From a very young age, early into our educational lives, we are taught about the power of every word and every letter in the Torah. It is lovingly explained to us that the Torah does not ever waste any words. However, this week’s parsha, Parshat Naso, appears to be very wordy, and unnecessarily so.
In the Second half of Parshat Naso, the longest parsha in the Torah, over 80 pesukim(Bamidbar 7:12-83) are dedicated to the Korbanot that are dedicated by the Nesi’im (princes of each tribe). While on the surface, this would seem to not present a problem, upon closer, a major problem presents itself: Each one of the nesi’im gave exactly the same Korban and the language used in the Torah is identical for each one! The question then is obvious: Why would the Torah waste so many pesukim when it could have simply listed what was brought by all of the nesi’im and then simply stated that this was brought by each of them? I believe that the answer to this question not only explains why the repetition of each and every korban is not a waste of words, but teaches us a very profound lesson that is contained within the text.

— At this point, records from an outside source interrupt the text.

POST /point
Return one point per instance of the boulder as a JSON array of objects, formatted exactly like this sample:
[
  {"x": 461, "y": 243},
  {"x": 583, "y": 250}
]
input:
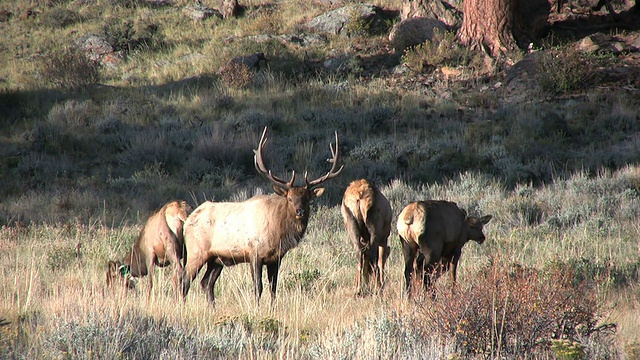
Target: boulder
[
  {"x": 337, "y": 21},
  {"x": 98, "y": 49}
]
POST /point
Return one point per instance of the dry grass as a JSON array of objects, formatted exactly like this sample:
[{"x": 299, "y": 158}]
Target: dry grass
[{"x": 50, "y": 295}]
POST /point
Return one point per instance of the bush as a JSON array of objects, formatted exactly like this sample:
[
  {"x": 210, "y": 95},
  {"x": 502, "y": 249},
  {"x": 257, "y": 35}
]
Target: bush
[
  {"x": 510, "y": 309},
  {"x": 236, "y": 75},
  {"x": 69, "y": 69},
  {"x": 565, "y": 69}
]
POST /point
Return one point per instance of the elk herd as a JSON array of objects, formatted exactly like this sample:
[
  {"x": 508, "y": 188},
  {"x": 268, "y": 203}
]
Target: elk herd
[{"x": 261, "y": 230}]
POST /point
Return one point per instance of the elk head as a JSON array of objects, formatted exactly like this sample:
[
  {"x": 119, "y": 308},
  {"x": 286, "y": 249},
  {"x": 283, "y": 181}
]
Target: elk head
[{"x": 298, "y": 197}]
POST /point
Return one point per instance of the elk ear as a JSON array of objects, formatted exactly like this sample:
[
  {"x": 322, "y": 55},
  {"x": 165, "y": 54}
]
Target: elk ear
[
  {"x": 318, "y": 192},
  {"x": 485, "y": 219},
  {"x": 279, "y": 191}
]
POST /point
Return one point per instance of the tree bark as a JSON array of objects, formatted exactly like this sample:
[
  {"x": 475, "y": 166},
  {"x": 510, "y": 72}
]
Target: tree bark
[{"x": 488, "y": 25}]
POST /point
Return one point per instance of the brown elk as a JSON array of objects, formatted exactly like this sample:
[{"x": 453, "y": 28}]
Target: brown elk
[
  {"x": 260, "y": 230},
  {"x": 160, "y": 243},
  {"x": 367, "y": 217},
  {"x": 436, "y": 231}
]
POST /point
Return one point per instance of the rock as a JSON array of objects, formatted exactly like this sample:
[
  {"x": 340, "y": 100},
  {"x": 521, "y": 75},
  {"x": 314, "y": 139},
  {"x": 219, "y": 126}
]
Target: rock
[
  {"x": 251, "y": 61},
  {"x": 228, "y": 8},
  {"x": 449, "y": 12},
  {"x": 414, "y": 31},
  {"x": 337, "y": 21},
  {"x": 601, "y": 42},
  {"x": 98, "y": 49},
  {"x": 522, "y": 79},
  {"x": 200, "y": 12}
]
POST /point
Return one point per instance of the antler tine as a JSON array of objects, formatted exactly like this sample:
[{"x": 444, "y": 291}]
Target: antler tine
[
  {"x": 335, "y": 157},
  {"x": 262, "y": 168}
]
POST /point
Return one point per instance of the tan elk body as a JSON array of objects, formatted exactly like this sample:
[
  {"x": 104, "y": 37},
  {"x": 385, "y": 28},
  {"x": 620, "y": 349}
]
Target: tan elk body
[
  {"x": 367, "y": 217},
  {"x": 432, "y": 234},
  {"x": 160, "y": 243},
  {"x": 259, "y": 231}
]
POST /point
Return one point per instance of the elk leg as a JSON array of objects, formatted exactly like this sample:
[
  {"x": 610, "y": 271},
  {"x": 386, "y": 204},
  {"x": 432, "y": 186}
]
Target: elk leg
[
  {"x": 432, "y": 254},
  {"x": 256, "y": 273},
  {"x": 150, "y": 268},
  {"x": 174, "y": 258},
  {"x": 272, "y": 275},
  {"x": 210, "y": 277},
  {"x": 409, "y": 251},
  {"x": 454, "y": 267},
  {"x": 383, "y": 255},
  {"x": 192, "y": 266}
]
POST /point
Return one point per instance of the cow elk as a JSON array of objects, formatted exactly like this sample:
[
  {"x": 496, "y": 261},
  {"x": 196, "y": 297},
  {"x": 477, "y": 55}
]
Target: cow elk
[
  {"x": 160, "y": 243},
  {"x": 367, "y": 217},
  {"x": 258, "y": 231},
  {"x": 435, "y": 231}
]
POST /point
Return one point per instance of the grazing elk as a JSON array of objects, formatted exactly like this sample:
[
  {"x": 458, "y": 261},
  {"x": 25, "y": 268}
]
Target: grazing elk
[
  {"x": 160, "y": 243},
  {"x": 260, "y": 230},
  {"x": 367, "y": 217},
  {"x": 437, "y": 230}
]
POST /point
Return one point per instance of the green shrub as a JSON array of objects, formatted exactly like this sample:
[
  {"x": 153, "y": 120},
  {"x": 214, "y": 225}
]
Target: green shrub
[
  {"x": 510, "y": 309},
  {"x": 565, "y": 69}
]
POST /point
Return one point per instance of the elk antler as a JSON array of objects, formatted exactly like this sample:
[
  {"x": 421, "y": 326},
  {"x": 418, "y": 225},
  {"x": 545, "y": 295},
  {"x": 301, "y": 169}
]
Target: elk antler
[
  {"x": 262, "y": 169},
  {"x": 335, "y": 156}
]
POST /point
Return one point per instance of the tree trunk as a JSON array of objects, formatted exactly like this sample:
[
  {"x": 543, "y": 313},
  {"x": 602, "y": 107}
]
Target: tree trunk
[{"x": 488, "y": 25}]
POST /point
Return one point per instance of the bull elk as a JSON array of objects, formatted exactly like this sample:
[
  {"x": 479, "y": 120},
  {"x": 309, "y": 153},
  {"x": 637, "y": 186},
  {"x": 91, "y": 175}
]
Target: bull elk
[
  {"x": 436, "y": 231},
  {"x": 160, "y": 243},
  {"x": 260, "y": 230},
  {"x": 367, "y": 217}
]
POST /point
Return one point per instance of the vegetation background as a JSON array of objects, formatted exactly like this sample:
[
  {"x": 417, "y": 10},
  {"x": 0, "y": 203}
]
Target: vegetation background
[{"x": 88, "y": 151}]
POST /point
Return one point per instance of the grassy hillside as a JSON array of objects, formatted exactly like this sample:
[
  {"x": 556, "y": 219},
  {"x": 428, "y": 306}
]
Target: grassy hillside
[{"x": 88, "y": 151}]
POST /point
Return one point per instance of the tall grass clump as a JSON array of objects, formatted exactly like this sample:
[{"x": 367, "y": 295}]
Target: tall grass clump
[
  {"x": 442, "y": 50},
  {"x": 510, "y": 310},
  {"x": 69, "y": 69}
]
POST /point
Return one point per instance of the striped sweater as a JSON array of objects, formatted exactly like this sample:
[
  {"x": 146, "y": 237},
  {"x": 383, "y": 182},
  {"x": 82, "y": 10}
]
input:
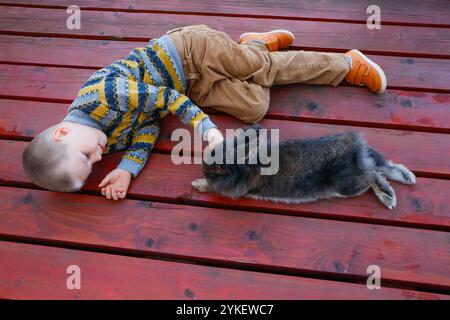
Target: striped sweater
[{"x": 127, "y": 99}]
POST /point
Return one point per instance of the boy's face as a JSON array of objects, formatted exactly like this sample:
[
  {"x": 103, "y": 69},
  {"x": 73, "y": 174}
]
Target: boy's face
[{"x": 85, "y": 147}]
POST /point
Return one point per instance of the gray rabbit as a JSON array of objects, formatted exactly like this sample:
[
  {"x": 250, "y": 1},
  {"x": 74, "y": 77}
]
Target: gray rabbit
[{"x": 340, "y": 165}]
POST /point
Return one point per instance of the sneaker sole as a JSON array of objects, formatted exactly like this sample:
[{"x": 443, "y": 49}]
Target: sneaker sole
[
  {"x": 273, "y": 31},
  {"x": 377, "y": 67}
]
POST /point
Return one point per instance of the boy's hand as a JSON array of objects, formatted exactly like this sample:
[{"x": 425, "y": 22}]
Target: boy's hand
[
  {"x": 213, "y": 136},
  {"x": 116, "y": 184}
]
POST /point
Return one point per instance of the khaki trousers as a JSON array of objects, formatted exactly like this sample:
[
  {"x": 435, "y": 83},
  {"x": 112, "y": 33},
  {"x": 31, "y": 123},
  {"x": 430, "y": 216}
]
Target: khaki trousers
[{"x": 236, "y": 78}]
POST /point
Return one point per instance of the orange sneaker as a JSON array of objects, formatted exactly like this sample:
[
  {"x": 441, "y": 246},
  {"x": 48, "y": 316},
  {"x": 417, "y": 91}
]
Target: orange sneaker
[
  {"x": 365, "y": 72},
  {"x": 274, "y": 40}
]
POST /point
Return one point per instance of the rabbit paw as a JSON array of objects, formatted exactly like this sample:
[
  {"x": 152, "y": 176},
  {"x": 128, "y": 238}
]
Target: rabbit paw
[{"x": 201, "y": 185}]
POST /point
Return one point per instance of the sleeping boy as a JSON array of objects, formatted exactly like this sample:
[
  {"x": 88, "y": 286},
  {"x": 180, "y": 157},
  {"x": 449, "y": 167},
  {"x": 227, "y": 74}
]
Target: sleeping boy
[{"x": 120, "y": 106}]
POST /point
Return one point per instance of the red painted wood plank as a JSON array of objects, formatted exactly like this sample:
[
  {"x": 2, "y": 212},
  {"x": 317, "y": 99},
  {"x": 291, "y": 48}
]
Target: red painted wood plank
[
  {"x": 412, "y": 110},
  {"x": 38, "y": 272},
  {"x": 392, "y": 40},
  {"x": 273, "y": 242},
  {"x": 413, "y": 12},
  {"x": 423, "y": 205},
  {"x": 409, "y": 73},
  {"x": 423, "y": 152}
]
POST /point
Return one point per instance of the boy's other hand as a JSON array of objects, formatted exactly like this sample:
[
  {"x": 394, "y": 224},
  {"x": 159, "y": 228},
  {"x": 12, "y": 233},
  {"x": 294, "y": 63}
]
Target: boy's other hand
[
  {"x": 213, "y": 136},
  {"x": 115, "y": 184}
]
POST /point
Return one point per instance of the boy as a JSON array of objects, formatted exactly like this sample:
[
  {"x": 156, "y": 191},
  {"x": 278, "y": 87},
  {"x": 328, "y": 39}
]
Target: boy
[{"x": 120, "y": 106}]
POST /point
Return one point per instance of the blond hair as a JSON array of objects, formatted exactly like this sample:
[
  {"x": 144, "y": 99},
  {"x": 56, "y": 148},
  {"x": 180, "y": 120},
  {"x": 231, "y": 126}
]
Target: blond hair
[{"x": 41, "y": 162}]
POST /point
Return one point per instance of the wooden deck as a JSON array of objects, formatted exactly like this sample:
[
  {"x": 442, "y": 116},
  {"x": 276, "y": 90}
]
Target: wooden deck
[{"x": 167, "y": 241}]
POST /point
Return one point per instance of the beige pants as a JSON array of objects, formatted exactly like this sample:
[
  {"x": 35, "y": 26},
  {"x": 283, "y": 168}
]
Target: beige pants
[{"x": 235, "y": 78}]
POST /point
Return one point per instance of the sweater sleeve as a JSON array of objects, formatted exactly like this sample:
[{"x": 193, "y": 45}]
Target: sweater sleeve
[
  {"x": 183, "y": 108},
  {"x": 142, "y": 144}
]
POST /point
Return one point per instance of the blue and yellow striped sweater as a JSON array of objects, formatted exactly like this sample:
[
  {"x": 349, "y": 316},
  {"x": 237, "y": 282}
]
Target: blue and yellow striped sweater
[{"x": 127, "y": 99}]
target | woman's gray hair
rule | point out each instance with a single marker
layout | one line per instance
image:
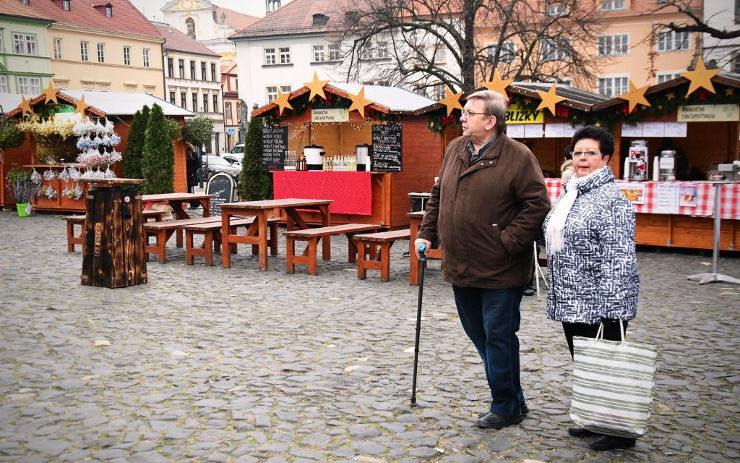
(495, 104)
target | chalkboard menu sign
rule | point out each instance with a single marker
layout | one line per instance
(223, 188)
(387, 148)
(274, 145)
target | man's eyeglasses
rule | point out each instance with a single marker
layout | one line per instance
(588, 154)
(467, 113)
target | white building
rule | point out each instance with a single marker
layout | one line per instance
(192, 78)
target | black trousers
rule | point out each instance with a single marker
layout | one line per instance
(611, 331)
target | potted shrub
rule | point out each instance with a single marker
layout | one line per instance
(23, 188)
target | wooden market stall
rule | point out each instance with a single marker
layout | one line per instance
(336, 118)
(116, 107)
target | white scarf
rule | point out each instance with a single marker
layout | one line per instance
(556, 225)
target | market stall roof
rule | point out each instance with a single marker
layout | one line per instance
(729, 79)
(100, 103)
(384, 99)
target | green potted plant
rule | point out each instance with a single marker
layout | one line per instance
(23, 188)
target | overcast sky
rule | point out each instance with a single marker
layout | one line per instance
(151, 8)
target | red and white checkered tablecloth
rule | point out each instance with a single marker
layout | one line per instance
(730, 208)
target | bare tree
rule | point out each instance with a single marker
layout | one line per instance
(460, 43)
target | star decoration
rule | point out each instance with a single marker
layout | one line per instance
(50, 93)
(635, 96)
(359, 102)
(25, 106)
(451, 100)
(498, 85)
(316, 86)
(81, 106)
(282, 102)
(549, 99)
(700, 77)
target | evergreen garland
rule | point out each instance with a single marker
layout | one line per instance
(158, 155)
(254, 183)
(132, 155)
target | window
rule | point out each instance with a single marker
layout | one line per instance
(666, 76)
(613, 86)
(285, 55)
(319, 54)
(29, 85)
(271, 94)
(507, 55)
(84, 54)
(555, 49)
(672, 41)
(24, 44)
(101, 53)
(335, 53)
(269, 56)
(609, 5)
(613, 45)
(57, 48)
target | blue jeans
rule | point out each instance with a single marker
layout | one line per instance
(490, 318)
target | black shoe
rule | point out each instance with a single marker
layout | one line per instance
(612, 442)
(494, 421)
(575, 431)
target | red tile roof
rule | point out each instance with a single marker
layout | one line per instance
(297, 17)
(126, 18)
(177, 41)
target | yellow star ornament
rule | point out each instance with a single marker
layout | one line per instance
(25, 106)
(316, 86)
(498, 85)
(549, 99)
(359, 102)
(700, 77)
(635, 96)
(282, 102)
(81, 106)
(451, 100)
(50, 93)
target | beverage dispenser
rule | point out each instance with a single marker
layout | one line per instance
(362, 154)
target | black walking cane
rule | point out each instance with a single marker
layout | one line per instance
(422, 264)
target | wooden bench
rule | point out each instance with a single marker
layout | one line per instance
(162, 231)
(73, 220)
(211, 232)
(368, 257)
(312, 237)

The expression “Keeping up with the Joneses” first appeared in 1913, in a comic strip by Arthur “Pop” Momand. The term refers to one’s perceived socio-economic and cultural status compared to those around them, and the resulting attempt to impress or “keep up” with those in their social circle. Besides for how it can affect one’s personal financial situation, it can also create animosity, jealousy, and contempt among others through creating social pressure and creating a need to “fit in” and impress others.
When the first Nasi gave his Korban, he clearly selected a Korban that each and every Nasi would be able to afford as well. Then, instead of trying to outdo each other, each subsequent Nasi did the same, and offered the same Korban as the prior Nasi. The lesson learned justifies the Torah’s investing so many pesukim in teaching it: Each Nasi demonstrated true sensitivity to the feelings of another and teaches us that although they could have tried to “one up” each other, this is not something we should ever try to do. The more we think about the feelings of our friends and neighbors, the more we can emulate the actions of the Nesi’im and increase feelings of love and respect in the community.